Computers can imitate understanding "pretty well" but they have nothing resembling a pretty good or bad or any kind of notion of comprehension about what they're saying.

logicallee|1 year ago

It's the most incredible coincidence. Three million paying OpenAI customers spend $20 per month (compare: NetFlix standard: $15.49/month) thinking they're chatting with something in natural language that actually understands what they're saying, but it's just statistics and they're only getting high-probability responses without any understanding behind it! Can you imagine spending a full year showing up to talk to a brick wall that definitely doesn't understand a word you say? What are the chances of three million people doing that! It's the biggest fraud since Theranos!! We should make this illegal! OpenAI should put at the bottom of every one of the millions of responses it sends each day: "ChatGPT does not actually understand words. When it appears to show understanding, it's just a coincidence."

You have kids talking to this thing asking it to teach them stuff without knowing that it doesn't understand shit! "How did you become a doctor?" "I was scammed. I asked ChatGPT to teach me how to make a doctor pepper at home and based on simple keyword matching it got me into medical school (based on the word doctor) and when I protested that I just want to make a doctor pepper it taught me how to make salsa (based on the word pepper)! Next thing you know I'm in medical school and it's answering all my organic chemistry questions, my grades are good, the salsa is delicious but dammit I still can't make my own doctor pepper. This thing is useless!

/s

shkkmo|1 year ago

Maps are useful, but they don't understand the geography they describe.
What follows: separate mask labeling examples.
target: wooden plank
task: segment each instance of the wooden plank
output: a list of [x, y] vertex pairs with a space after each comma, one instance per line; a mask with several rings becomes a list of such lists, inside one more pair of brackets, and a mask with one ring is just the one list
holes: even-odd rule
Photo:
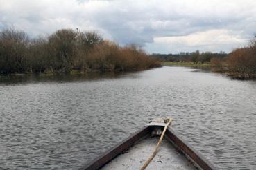
[[99, 169], [104, 164], [107, 164], [110, 160], [113, 160], [118, 155], [121, 154], [124, 151], [128, 149], [135, 142], [138, 141], [149, 135], [151, 131], [151, 127], [145, 126], [137, 131], [133, 135], [128, 137], [121, 142], [119, 143], [105, 153], [101, 155], [97, 158], [93, 160], [89, 164], [84, 165], [79, 170], [94, 170]]
[[166, 137], [175, 147], [178, 147], [188, 158], [196, 163], [200, 169], [204, 170], [216, 169], [216, 168], [208, 162], [200, 153], [194, 150], [186, 142], [179, 138], [176, 133], [170, 128], [168, 128]]

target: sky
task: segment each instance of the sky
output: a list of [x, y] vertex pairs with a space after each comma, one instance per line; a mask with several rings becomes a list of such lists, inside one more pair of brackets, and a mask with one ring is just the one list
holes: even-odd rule
[[256, 33], [255, 0], [0, 0], [0, 30], [95, 30], [148, 53], [229, 53]]

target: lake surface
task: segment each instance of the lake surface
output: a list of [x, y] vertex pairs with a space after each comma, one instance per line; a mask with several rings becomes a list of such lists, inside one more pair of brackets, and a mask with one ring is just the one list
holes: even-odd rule
[[77, 169], [167, 116], [218, 169], [256, 169], [255, 81], [168, 66], [25, 76], [2, 78], [0, 101], [0, 169]]

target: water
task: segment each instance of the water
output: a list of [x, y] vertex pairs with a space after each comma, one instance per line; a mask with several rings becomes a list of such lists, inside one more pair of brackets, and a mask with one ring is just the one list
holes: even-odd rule
[[220, 169], [256, 169], [256, 82], [182, 67], [0, 83], [0, 169], [77, 169], [153, 117]]

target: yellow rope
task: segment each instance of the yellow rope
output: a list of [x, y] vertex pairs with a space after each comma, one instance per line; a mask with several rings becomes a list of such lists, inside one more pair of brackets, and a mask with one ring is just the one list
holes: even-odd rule
[[166, 119], [164, 120], [164, 122], [167, 123], [167, 124], [165, 125], [164, 126], [164, 131], [162, 131], [162, 135], [161, 135], [161, 137], [159, 139], [159, 141], [157, 144], [157, 145], [155, 146], [155, 151], [153, 153], [153, 154], [151, 155], [151, 157], [149, 157], [148, 160], [145, 162], [145, 164], [143, 165], [143, 167], [142, 167], [141, 170], [144, 170], [146, 169], [146, 167], [149, 164], [149, 163], [151, 162], [151, 160], [154, 158], [154, 157], [155, 156], [157, 151], [158, 151], [158, 148], [160, 145], [160, 143], [162, 140], [162, 138], [164, 138], [164, 133], [165, 133], [165, 131], [167, 131], [167, 127], [169, 126], [169, 125], [171, 124], [172, 120], [171, 119]]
LLMs are maps of semantic structures and as such, can absolutely be useful without having an understanding of that which they map.

If LLMs were capable of understanding, they wouldn't be so easy to trick on novel problems.

madsbuch|1 year ago

i am not sure where this comment fits as an answer to my comment.

Firstly, do understand that I am not saying that LLMs (or ChatGPT) do understand.

I am merely saying that we don't have any sound frameworks to assess it.

For the rest of your rant: I definitely see that you don't derive any value from ChatGPT. As such I really hope you are not paying for it - or wasting your time on it. What other people decide to spend their money on is really their business. I don't think any normal functioning people have the expectation that a real person is answering them when they use ChatGPT - as such it is hardly a fraud.